After two exceptionally grueling movies – Hunger and now Shame – it seems fair to wonder whether British director Steve McQueen isn’t trying to test the soul of actor Michael Fassbender.
In Hunger, McQueen cast Fassbender as Bobby Sands, the IRA rebel who in 1981 led a prison hunger strike that resulted in his death. The role, which seemed to blur the line between performance and ordeal, was nothing if not demanding.
In Shame, McQueen puts Fassbender through another wringer. Fassbender plays Brandon, a New York sex addict, whose behavior involves him in a soul-crushing ordeal.
OK, so McQueen isn’t really trying to destroy Fassbender, but he sure knows how to set an arduous physical and emotional pace -- and his actor responds in kind. Shame is a journey to the very bottom of Brandon’s parched soul, and Fassbender holds nothing in reserve.
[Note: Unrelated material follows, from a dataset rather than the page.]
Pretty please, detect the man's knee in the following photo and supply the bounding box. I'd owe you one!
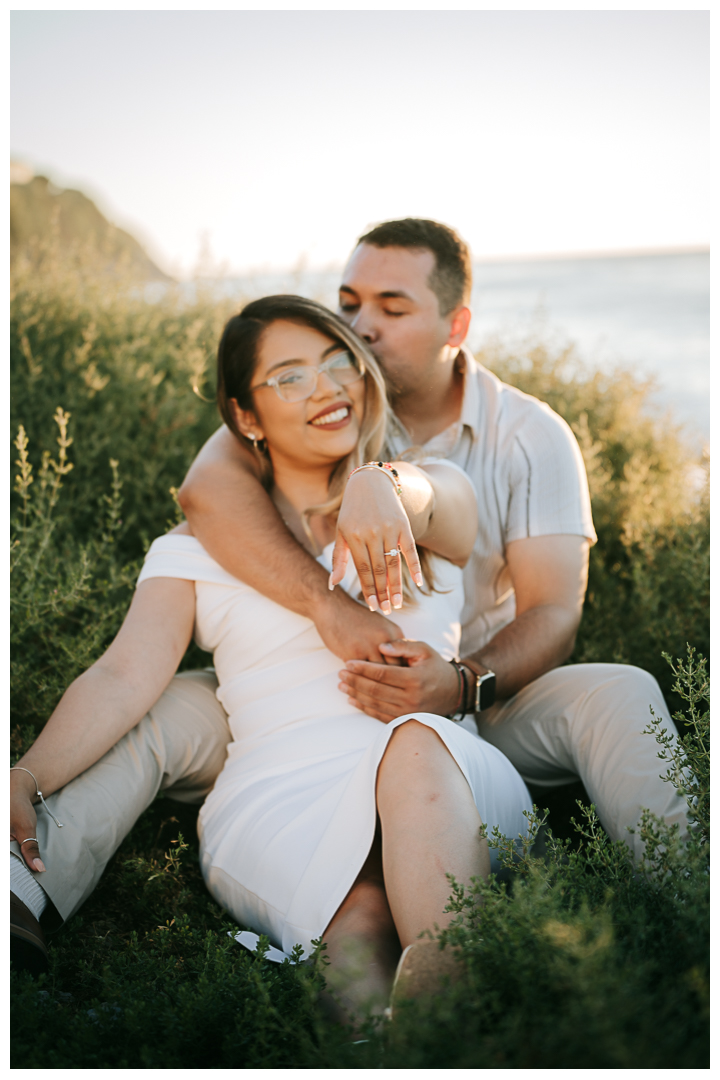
[148,670,226,735]
[143,669,231,801]
[603,663,661,693]
[585,664,668,720]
Shame, which features nudity and explicit sex scenes, has been rated NC-17. But it’s not the nudity or the graphic sex (none of it erotic) that turns the movie into a brutalizing viewing experience; it’s the emotional violence to which Brandon subjects himself and others, as well as the maddening persistence of his compulsions.
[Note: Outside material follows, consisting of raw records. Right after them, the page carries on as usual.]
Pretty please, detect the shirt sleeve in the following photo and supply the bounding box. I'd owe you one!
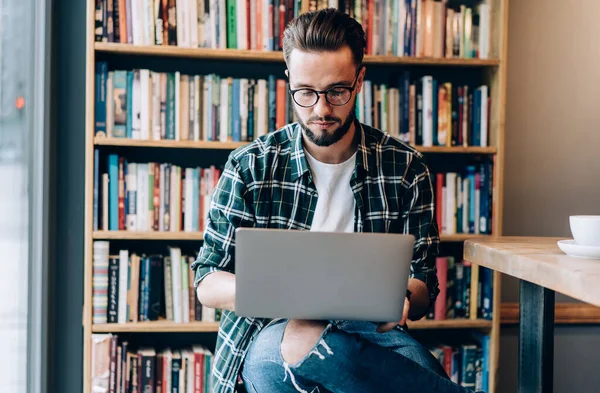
[190,155,255,288]
[402,156,440,311]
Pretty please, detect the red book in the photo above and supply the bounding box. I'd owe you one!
[434,257,448,320]
[436,173,444,233]
[276,79,287,129]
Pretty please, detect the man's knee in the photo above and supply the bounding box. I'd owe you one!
[280,319,329,364]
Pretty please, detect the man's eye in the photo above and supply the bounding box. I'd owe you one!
[328,89,346,96]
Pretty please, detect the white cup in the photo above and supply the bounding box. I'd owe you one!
[570,215,600,247]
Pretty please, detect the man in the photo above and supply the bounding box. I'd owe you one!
[191,8,480,393]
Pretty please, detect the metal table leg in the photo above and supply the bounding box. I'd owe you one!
[519,280,555,393]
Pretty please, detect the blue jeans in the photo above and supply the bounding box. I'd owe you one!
[242,319,476,393]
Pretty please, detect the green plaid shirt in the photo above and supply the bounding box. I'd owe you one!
[191,122,440,393]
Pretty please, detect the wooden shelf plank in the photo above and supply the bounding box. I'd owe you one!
[92,321,220,333]
[91,320,491,333]
[94,137,496,154]
[408,319,493,330]
[417,146,497,154]
[93,231,204,240]
[93,231,493,242]
[94,137,248,150]
[95,43,501,67]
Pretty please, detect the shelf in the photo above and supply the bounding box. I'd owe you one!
[417,146,497,154]
[92,321,220,333]
[95,43,501,67]
[408,319,493,330]
[94,137,496,154]
[94,137,248,150]
[91,319,490,333]
[93,231,492,242]
[93,231,204,240]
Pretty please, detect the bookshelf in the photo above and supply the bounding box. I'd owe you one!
[84,1,508,393]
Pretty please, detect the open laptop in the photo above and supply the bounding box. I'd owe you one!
[234,228,415,322]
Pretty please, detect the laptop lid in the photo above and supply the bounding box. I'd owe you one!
[234,228,415,322]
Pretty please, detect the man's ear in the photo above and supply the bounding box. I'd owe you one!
[357,66,366,94]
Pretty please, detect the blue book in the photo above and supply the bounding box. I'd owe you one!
[480,267,494,320]
[480,164,490,234]
[432,78,438,145]
[460,344,478,389]
[473,88,482,146]
[166,73,176,140]
[93,149,99,231]
[95,62,108,136]
[232,79,241,141]
[403,0,412,56]
[112,70,128,138]
[108,154,119,231]
[140,257,149,321]
[268,75,276,132]
[247,81,255,141]
[401,71,410,141]
[467,165,476,233]
[126,71,134,138]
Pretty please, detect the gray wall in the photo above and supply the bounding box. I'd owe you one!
[500,0,600,391]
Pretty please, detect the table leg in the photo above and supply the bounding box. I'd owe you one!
[518,280,555,393]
This is a guy for whom the office men’s room is a place to masturbate, a man so seized by his sexual urges that he follows women off subway cars, hires hookers and can’t stop watching porn on the Internet.
Brandon is handsome, but also has a kind of ghastly pallor, as if he’s only half alive. When he’s not in the throes of his addiction, he works at keeping his distance from others. When Brandon’s sister (Carey Mulligan) tries to move in with him, his protected world faces a major disruption. Mulligan’s Sissy is a singer whose personal life is in disarray.
At one point, Brandon and his boss visit a nightclub to hear Mulligan’s Sissy sing. She does an agonizingly drawn out version of New York, New York that moves Brandon to tears. It’s not a place he likes to be.
Later, Brandon finds himself attracted to a woman in his office (Nicole Beharie). He takes her to dinner. He loosens up a bit. But when it comes to making love to this woman, he can’t perform. For Brandon, relationships are the enemy of desire. He prefers anonymous sex.
McQueen’s directing style involves holding shots for an exceptionally long time, sometimes photographing conversations from a distance, and using wide-screen spacing to create tension between characters.
Now, you can’t watch a movie such as Shame without taking a walk on the seamy side. If you’re interested in seeing an actor plumb the depths of a powerful addiction, Shame will take you on one of the year’s most disturbing rides.
Whether you emerge from the experience having learned something from Brandon’s torments is another matter. Shame is powerful, but not necessarily profound. It tends to be obvious when it comes to Brandon’s addictive personality and not especially interested in how he might have gotten that way.
Oh well. Shame shows the prolonged agony of being chained to a compulsion. Its unremitting intensity and startling frankness make it stand apart, even if those same qualities do not carry it to greatness.